One element of those plans is to sequester critical power plant and grid-monitoring employees from their families and the broader community should the virus spread further to utility staff and the community. The isolation program could last from three to eight weeks if initiated.
“We don’t have a triggering algorithm that would tell us … when we would take that step,” said Fred Bonewell, security chief and safety and gas solutions officer. “We hope we don’t have to [take] it.”
Sequestering could be done in phases or all at once, depending on the level and speed of response necessary, Bonewell said. The utility could sequester anywhere from a few dozen workers in a certain service area to about 100 workers who are spread across facilities that handle energy generation as well as local and state grid monitoring.
CPS Energy declined to provide details such as where employees would be sequestered, citing the need for security, but the utility has been speaking with those key employees about the possibilities of implementing its emergency plan, said Frank Almaraz, chief administrative and business development officer.
“We’ve spent a lot of evenings and really early mornings” communicating with those employees, said Almaraz, who estimates they’ve reached out to about 40 so far.
He stopped short of saying sequestered employees would receive hazard pay, but said they would be “compensated and cared for.”
The publicly owned utility provides power for more than 800,000 customers in the area. About 1,100 of its workforce is working from home, another 350 work primarily from home but occasionally need to go into an office, and 1,650 have duties that bring them to a facility or out into the community daily, such as power line maintenance.
CPS Energy started preparing for a crisis like this long before the coronavirus pandemic, Almaraz said. The utility conducted a pandemic strategy meeting in 2017 that laid the groundwork for its current emergency response, he said, so “it wasn’t that difficult to do.”
The energy provider is also part of an “open network with utility peers across the county” to share ideas and best practices, he said. “We have a plan that we’re ready to execute right now but extenuating circumstances” could change the plan.

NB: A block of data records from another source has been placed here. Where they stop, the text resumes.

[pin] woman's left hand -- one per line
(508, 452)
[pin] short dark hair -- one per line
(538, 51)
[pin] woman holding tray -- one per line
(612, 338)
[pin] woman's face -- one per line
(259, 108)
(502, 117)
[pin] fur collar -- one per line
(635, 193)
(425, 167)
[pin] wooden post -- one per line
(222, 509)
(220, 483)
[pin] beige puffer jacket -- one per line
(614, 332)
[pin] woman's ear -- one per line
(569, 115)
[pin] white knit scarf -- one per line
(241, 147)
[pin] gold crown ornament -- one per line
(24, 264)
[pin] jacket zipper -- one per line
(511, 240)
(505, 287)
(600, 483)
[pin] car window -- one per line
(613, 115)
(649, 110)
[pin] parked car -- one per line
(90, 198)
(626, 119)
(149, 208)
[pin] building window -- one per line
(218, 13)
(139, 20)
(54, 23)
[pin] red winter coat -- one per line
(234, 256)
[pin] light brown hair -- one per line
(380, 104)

Part of the plan is to minimize detrimental effects that sequestration can have on employees and their families, said Don Stanton, senior director of gas, compliance, and sustainability who is leading the sequestration plan.
“Some of the risk concerns that were identified [were] ensuring the mental and physical well-being of our employees” and their families, Stanton told the CPS Energy board on Wednesday. “We also saw that we may have individuals who may not be able to participate in sequestration, so we had to address that as well.”
The plan was developed with input from employees who could potentially be sequestered, Stanton said. CPS Energy officials developed protocols for sanitation, screening, housing, meals, laundry, transportation, employee wellness, and communication.
“Out of an abundance of caution, it is the right move,” said Mayor Ron Nirenberg, who sits on the utility’s board in his official capacity. “Power plant employees are a first and last line of defense for every member of the community. The organization is making a prudent decision.”
While it’s preparing for the worst, CPS Energy also is developing plans for employees to return to work. Those plans include screening personnel for symptoms, checking temperature, wearing face coverings, reducing building occupancy to 25 percent to 50 percent, and physically distancing work stations.
“Because we don’t have a vaccine, [the coronavirus] is going to be a very challenging risk to manage through 2020,” CPS Energy President and CEO Paula Gold-Williams said Wednesday.